A large part of the problem lies in high deductibles on state healthcare marketplaces. The average cost on a silver plan is $4,000 to $5,000 nationally, Leighton Ku, a George Washington University health policy professor and board member of the DC Health Benefit Exchange Authority, told UPI in a telephone interview.

"That's at the heart of why so many people who are insured have affordability problems." Ku said.

Not being aware of the cost of healthcare services may lead to unpleasant surprises.

"Unlike grocery shopping, in which I always see the price of an apple before I put it in my cart, patients rarely know the price of a visit, test, procedure or a new prescription drug ordered by their healthcare provider in advance," Ellen Meara, a professor of health economics and policy at the Harvard T.H. Chan School of Public Health, told UPI via email.

"They may learn only when they get a bill, often much later, requiring them to pay whatever insurance will not pay."

One of the best ways to reduce medical debt is to expand insurance access.

So far, 10 states have elected not to expand Medicaid eligibility under the Affordable Care Act, despite consistent evidence that this would reduce medical debt and improve access to care, William Schpero, assistant professor in the division of health policy and economics of population health sciences at Weill Cornell Medicine in New York, told UPI via email.

"Congress can also take steps to improve the affordability of private insurance by extending -- and further increasing -- enhanced premium subsidies for plans purchased on state insurance marketplaces that are currently set to expire in 2025," Schpero said.

I am so old I can remember President Obama's Patient Protection and Affordable Care Act shtick:

“In an Obama administration, we’ll lower premiums by up to $2,500 for a typical family per year.”

“[W]hatever ideas exist in terms of bending the cost curve and starting to reduce costs for families, businesses, and government, those elements are in this bill.”
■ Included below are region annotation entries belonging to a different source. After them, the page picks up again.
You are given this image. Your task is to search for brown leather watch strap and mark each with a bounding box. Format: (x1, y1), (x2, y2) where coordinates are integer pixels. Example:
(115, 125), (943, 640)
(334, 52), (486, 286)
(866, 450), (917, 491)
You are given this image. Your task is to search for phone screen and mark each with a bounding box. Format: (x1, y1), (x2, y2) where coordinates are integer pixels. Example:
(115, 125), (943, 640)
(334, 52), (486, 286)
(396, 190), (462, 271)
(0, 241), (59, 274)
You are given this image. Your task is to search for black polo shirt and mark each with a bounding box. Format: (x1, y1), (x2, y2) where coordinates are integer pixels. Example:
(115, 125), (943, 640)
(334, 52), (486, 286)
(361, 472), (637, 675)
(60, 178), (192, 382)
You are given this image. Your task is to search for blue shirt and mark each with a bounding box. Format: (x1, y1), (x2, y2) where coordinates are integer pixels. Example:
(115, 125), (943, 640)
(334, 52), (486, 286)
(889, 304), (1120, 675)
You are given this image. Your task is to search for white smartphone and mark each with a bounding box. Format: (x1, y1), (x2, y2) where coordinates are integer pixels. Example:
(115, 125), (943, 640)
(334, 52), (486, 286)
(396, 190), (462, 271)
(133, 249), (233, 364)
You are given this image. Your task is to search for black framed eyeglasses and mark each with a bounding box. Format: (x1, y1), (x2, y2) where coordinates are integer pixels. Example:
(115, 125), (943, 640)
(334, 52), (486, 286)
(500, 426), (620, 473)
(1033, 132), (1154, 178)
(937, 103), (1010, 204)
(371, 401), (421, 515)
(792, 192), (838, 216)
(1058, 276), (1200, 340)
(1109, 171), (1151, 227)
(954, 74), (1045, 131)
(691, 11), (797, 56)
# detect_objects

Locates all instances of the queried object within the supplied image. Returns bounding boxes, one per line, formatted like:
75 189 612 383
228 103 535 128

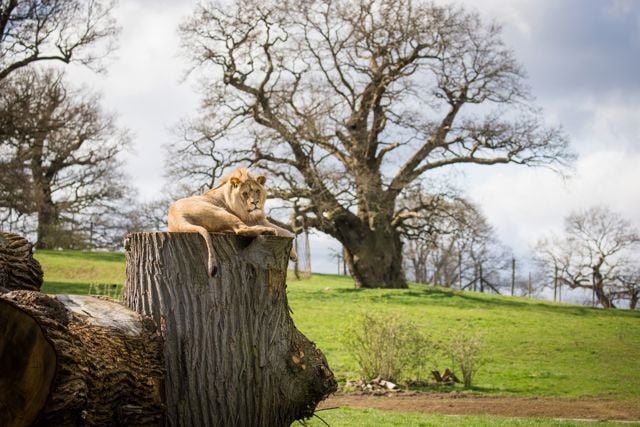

“I will sign a universal health care bill into law by the end of my first term as president that will cover every American.”

“So this law means more choice, more competition, lower costs for millions of Americans.”

This survey shows the depth and the agonies of Obamacare's failure - nothing more and nothing less.  The conductors of this survey seem to be doubling down on PPACA in their analyses and recommendations.  And the Michigan government has, as well.